Today’s Workout: Rest Day
ZYM Flavor of the Day: Lemon-lime. This flavor was much sweeter than the Berry flavor I had tried yesterday, and there was no hint of the bitter taste that I detected in the Berry ZYM. Like it’s predecessor, the lemon-like flavor contains caffeine, and is sure to give early morning runners the wake-up call that they need. Which is why I found myself choosing a ZYM tablet instead of coffee again this morning. Once again, it did the trick. And as an added bonus, it kept me hydrated – something coffee (which is a diuretic) – doesn’t do.
Speaking of early morning runners…up until now, I haven’t talked too much about my running schedule, other than the fact that I typically am NOT an early morning runner. A few things about my running schedule:
• I usually run in the evening (except on the weekends, when I sometimes run in the morning, but more often than not, run in the afternoon)
• I run 4x a week, Tuesday, Thursday, Saturday, and Sunday. Sundays are always my long run days.
• For the most part, I don’t mind changing running days, but I NEVER change my long run days.
• If I think I need to scale back on my running one day, because I could potentially get injured, I do.
• However, if I don’t feel like running, feel too tired or lazy to run, etc., I still do.
Here are a few tips that I have for beginners to make running a part of your everyday schedule:
• Decide on a time of day that you plan on running, and stick with it. If you know the only time of day you’ll have to run is in the morning before work, then make it a priority to get up and go running beforehand. If you’re the type of person who hits snooze a dozen times before you haul your butt out of bed, then make it a priority to go running after work.

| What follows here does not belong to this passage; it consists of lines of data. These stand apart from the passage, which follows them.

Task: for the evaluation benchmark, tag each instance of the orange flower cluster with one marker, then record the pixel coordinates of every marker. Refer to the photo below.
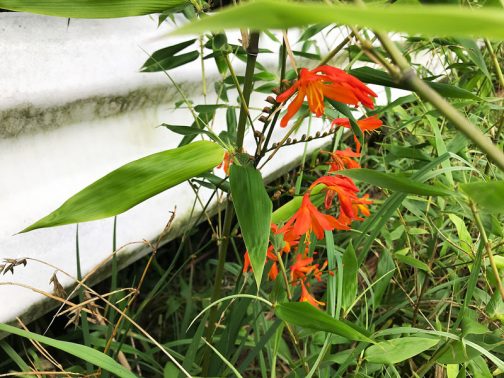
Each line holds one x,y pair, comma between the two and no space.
308,219
316,85
226,162
335,84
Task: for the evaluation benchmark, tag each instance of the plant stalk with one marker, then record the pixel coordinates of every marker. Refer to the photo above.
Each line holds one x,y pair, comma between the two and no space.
470,130
252,51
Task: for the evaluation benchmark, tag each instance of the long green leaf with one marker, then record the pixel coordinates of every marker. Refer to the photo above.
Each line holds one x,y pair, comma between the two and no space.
253,209
134,183
373,76
429,20
395,182
489,196
91,8
397,350
83,352
305,315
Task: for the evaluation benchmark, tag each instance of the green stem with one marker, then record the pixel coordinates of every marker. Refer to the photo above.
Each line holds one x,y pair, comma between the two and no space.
488,247
223,246
252,51
495,62
334,51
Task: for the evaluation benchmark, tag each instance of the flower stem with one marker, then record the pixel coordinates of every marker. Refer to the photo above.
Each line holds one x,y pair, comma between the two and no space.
488,247
408,76
223,246
252,51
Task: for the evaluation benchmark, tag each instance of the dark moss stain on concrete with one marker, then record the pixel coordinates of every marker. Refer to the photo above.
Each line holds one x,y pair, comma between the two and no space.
28,118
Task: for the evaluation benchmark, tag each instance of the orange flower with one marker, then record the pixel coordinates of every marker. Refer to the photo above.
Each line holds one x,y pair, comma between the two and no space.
307,297
366,124
308,218
359,205
346,190
226,162
322,82
343,159
301,268
246,262
270,256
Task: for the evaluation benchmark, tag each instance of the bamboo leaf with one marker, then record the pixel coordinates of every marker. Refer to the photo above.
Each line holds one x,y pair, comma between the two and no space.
305,315
395,182
428,20
83,352
165,59
397,350
134,183
91,8
253,209
350,269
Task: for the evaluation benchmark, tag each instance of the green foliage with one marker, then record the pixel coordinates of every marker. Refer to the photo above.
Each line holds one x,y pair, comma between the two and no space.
407,290
489,196
397,350
134,183
81,351
429,20
253,209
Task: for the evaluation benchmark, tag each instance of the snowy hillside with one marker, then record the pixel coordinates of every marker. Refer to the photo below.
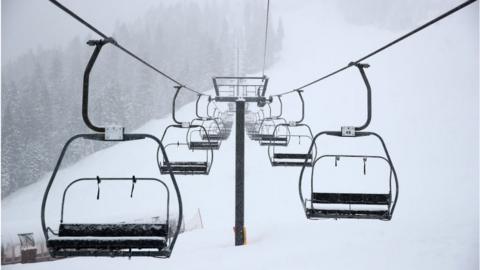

• If it’s too cold outside to go running, don’t let that be an excuse. Buy a treadmill, or if you can’t afford one, join a gym. If that still isn’t an option, there are some other creative ways you can get some treadmill time in: try joining a YMCA, which is more affordable than some gym memberships, or even some local community centers have workout equipment. There’s even a local hotel near me that allows you to pay a gym membership, or allows people to pay $5 to use their equipment room on days when it’s too cold for running. With some careful research, you’re sure to find some creative options to help you get in some treadmill time.
• Be realistic. If you know you’re not going to be able to run 7x a week (and that’s never a good idea anyways, it usually only ends in injury), then DON’T. I run 4x a week because that’s what works best for me. There was a time when I ran six to seven days a week, and my muscles were always sore and tired. That’s when I started to become more susceptible to injuries. For me 4x a week is what works best for me to avoid injury.
• It’s OK to switch your running days, but don’t push yourself in a corner. If you plan on running 4x or 5x a week, don’t say you’ll run Wednesday, Thursday, Friday, Saturday, and Sunday, or I guarantee you won’t be able to get all your scheduled runs in. I usually space my runs out over the course of the week, so I have room to change them around if I get too busy.
• If you plan on training for a marathon or a half, schedule your long run days for a day you know you’ll have plenty of time to complete them, like on the weekend.
• And if you do start to feel fatigued or the early onset of an injury, listen to your body and REST. It’s great to have a set running schedule, but if you don’t listen to your body, you can end up laid up for even longer than you expected. Of course, this doesn’t mean you can use every little twinge that you feel as an excuse not to run.
And as Forrest Gump says, “that’s all I have to say about that.”
How have you made running part of your schedule?
Non-beginners: Any more advice that I missed? What are some of your suggestions?